The class hierarchy is organized as follows:
- RangeBase (extends luigi.WrapperTask) -- The abstract base class that implements the core range logic. Its requires() method computes the set of missing datetime instances within the specified range and returns task instances for those gaps (limited by task_limit). Parameters include:
- of (TaskParameter) -- The recurring task class to be completed.
- of_params (DictParameter) -- Additional parameters to pass to the of task.
- start / stop -- Bounds for the range (type depends on subclass).
- reverse (BoolParameter) -- If True, processes from newest to oldest; default: False.
- task_limit (IntParameter) -- Maximum number of missing instances to require per invocation; default: 50.
- now (IntParameter) -- Override current time (seconds since epoch) for testing.
- param_name (Parameter) -- Name of the datetime parameter on the target task; defaults to first positional parameter.
- RangeDailyBase / RangeHourlyBase / RangeByMinutesBase -- Intermediate abstract classes that implement datetime arithmetic for their respective granularities. They define moving_start(), moving_stop(), and finite_datetimes() methods, along with lookback/lookahead parameters (days_back/days_forward, hours_back/hours_forward, minutes_back/minutes_forward).
- RangeDaily / RangeHourly / RangeByMinutes -- Concrete classes that add efficient bulk completion detection. They first attempt to use the target task's bulk_complete() class method. If that raises NotImplementedError, they fall back to infer_bulk_complete_from_fs(), which reverse-engineers datetime representations from output paths, constructs filesystem globs, and uses directory listings to determine which outputs exist -- cutting filesystem requests by orders of magnitude compared to checking each instance individually.
- RangeMonthly -- A concrete class for monthly recurrence that does not use bulk filesystem optimization (the number of months is assumed to be small enough to not require it).
- RangeEvent (extends luigi.Event) -- Defines events for monitoring range progress: COMPLETE_COUNT, COMPLETE_FRACTION, and DELAY.
Key helper functions include:
- infer_bulk_complete_from_fs(datetimes, datetime_to_task, datetime_to_re) -- The core filesystem-based gap detection algorithm.
- _get_per_location_glob(tasks, outputs, regexes) -- Reverse-engineers glob patterns from sample output paths.
- _constrain_glob(glob, paths, limit) -- Specializes glob patterns to reduce listing scope.

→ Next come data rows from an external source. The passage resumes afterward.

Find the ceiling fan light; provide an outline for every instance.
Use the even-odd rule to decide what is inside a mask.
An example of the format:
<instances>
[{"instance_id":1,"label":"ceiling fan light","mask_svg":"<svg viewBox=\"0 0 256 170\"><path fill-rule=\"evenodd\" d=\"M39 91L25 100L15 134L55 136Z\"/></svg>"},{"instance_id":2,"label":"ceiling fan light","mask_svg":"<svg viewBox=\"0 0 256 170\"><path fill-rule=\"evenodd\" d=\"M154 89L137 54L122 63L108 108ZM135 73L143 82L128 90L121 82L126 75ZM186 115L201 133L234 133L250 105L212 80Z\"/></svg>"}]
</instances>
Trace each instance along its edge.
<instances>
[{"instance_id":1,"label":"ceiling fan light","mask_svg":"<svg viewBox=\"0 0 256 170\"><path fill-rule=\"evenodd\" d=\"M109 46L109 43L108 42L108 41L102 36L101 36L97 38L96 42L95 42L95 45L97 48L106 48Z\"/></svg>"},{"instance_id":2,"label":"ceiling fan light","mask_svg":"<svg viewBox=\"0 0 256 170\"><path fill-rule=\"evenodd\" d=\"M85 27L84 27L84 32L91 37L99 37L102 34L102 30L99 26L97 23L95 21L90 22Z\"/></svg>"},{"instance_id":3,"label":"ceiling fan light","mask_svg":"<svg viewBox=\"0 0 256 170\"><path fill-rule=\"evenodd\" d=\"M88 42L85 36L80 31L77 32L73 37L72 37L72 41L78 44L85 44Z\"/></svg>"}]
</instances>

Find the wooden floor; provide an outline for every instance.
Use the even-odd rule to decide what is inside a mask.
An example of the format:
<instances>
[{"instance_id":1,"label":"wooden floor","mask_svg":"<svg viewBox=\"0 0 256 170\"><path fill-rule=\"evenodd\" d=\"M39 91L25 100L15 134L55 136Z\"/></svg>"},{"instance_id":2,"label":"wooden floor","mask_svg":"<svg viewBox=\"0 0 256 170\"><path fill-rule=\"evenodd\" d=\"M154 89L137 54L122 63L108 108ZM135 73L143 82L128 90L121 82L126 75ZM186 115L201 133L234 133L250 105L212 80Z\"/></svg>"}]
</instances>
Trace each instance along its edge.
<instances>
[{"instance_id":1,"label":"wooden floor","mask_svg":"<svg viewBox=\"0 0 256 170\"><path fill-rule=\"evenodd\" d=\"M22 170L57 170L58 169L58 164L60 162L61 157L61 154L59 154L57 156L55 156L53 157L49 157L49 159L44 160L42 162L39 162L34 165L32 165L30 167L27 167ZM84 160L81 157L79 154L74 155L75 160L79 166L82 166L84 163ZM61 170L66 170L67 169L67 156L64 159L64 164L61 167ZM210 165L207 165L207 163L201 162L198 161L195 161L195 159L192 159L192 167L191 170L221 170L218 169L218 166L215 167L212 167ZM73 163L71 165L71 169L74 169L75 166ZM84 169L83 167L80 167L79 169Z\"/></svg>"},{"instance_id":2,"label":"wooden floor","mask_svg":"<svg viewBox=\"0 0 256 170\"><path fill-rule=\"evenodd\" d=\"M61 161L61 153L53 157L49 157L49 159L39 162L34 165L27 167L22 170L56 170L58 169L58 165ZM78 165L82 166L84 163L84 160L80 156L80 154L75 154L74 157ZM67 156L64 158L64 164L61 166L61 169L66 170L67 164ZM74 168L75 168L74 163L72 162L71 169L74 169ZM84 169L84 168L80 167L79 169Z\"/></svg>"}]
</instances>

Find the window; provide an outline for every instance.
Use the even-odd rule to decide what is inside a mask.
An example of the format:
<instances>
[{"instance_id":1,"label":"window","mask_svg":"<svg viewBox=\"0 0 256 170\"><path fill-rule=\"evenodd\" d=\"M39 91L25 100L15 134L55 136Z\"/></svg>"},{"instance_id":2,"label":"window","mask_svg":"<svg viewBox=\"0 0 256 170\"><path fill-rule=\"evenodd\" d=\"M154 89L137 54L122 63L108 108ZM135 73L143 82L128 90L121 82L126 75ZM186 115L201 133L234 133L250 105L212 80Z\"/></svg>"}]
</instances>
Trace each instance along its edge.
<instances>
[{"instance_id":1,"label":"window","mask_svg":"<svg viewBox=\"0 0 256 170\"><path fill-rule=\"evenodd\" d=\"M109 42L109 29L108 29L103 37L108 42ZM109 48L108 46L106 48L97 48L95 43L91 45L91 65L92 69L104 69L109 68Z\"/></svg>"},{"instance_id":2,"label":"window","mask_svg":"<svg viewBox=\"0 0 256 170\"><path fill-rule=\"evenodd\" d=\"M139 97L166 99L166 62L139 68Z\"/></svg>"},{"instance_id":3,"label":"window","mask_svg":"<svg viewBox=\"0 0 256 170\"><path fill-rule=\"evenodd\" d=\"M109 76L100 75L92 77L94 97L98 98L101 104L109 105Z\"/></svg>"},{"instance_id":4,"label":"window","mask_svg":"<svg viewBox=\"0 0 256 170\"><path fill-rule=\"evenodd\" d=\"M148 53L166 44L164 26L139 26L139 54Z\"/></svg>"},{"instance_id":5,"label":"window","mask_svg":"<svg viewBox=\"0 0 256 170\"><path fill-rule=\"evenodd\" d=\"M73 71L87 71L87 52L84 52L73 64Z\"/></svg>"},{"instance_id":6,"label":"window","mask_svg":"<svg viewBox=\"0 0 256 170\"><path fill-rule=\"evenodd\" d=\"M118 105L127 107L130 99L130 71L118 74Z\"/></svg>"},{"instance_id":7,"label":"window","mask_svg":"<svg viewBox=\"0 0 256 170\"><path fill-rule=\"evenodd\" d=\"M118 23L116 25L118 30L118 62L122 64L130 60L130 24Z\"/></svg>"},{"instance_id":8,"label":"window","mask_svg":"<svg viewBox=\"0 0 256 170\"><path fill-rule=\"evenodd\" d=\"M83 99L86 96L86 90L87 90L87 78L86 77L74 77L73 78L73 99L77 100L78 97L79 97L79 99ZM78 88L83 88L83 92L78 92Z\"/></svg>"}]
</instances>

- _list_existing(filesystem, glob, paths) -- Lists existing paths on a filesystem using constrained globs.
Usage
Use RangeDaily, RangeHourly, RangeByMinutes, or RangeMonthly when you have a recurring task parameterized by a date or datetime and need to ensure contiguous completion over a time range. This is the standard approach for backfilling gaps in time-series data pipelines with Luigi. These tasks are convenient to invoke from the command line (e.g., luigi --module your.module RangeDaily --of YourTask --start 2024-01-01) and integrate naturally with Luigi's scheduler for automated gap detection and filling. Set reverse=True to prioritize recent data, and adjust task_limit to control the batch size of gap filling per scheduler invocation.
Code Reference
Source Location
- Repository: Spotify_Luigi
- File: luigi/tools/range.py
- Lines: 1-797
Signature
class RangeEvent(luigi.Event):
COMPLETE_COUNT = "event.tools.range.complete.count"
COMPLETE_FRACTION = "event.tools.range.complete.fraction"
DELAY = "event.tools.range.delay"
class RangeBase(luigi.WrapperTask):
of = luigi.TaskParameter(description="task name to be completed")
of_params = luigi.DictParameter(default=dict())
start = luigi.Parameter()
stop = luigi.Parameter()
reverse = luigi.BoolParameter(default=False)
task_limit = luigi.IntParameter(default=50)
now = luigi.IntParameter(default=None)
param_name = luigi.Parameter(default=None, positional=False)
# Abstract methods:
def datetime_to_parameter(self, dt): ...
def parameter_to_datetime(self, p): ...
def datetime_to_parameters(self, dt): ...
def parameters_to_datetime(self, p): ...
def moving_start(self, now): ...
def moving_stop(self, now): ...
def finite_datetimes(self, finite_start, finite_stop): ...
def requires(self): ...
def missing_datetimes(self, finite_datetimes): ...
class RangeDailyBase(RangeBase):
start = luigi.DateParameter(default=None)
stop = luigi.DateParameter(default=None)
days_back = luigi.IntParameter(default=100)
days_forward = luigi.IntParameter(default=0)
class RangeHourlyBase(RangeBase):
start = luigi.DateHourParameter(default=None)
stop = luigi.DateHourParameter(default=None)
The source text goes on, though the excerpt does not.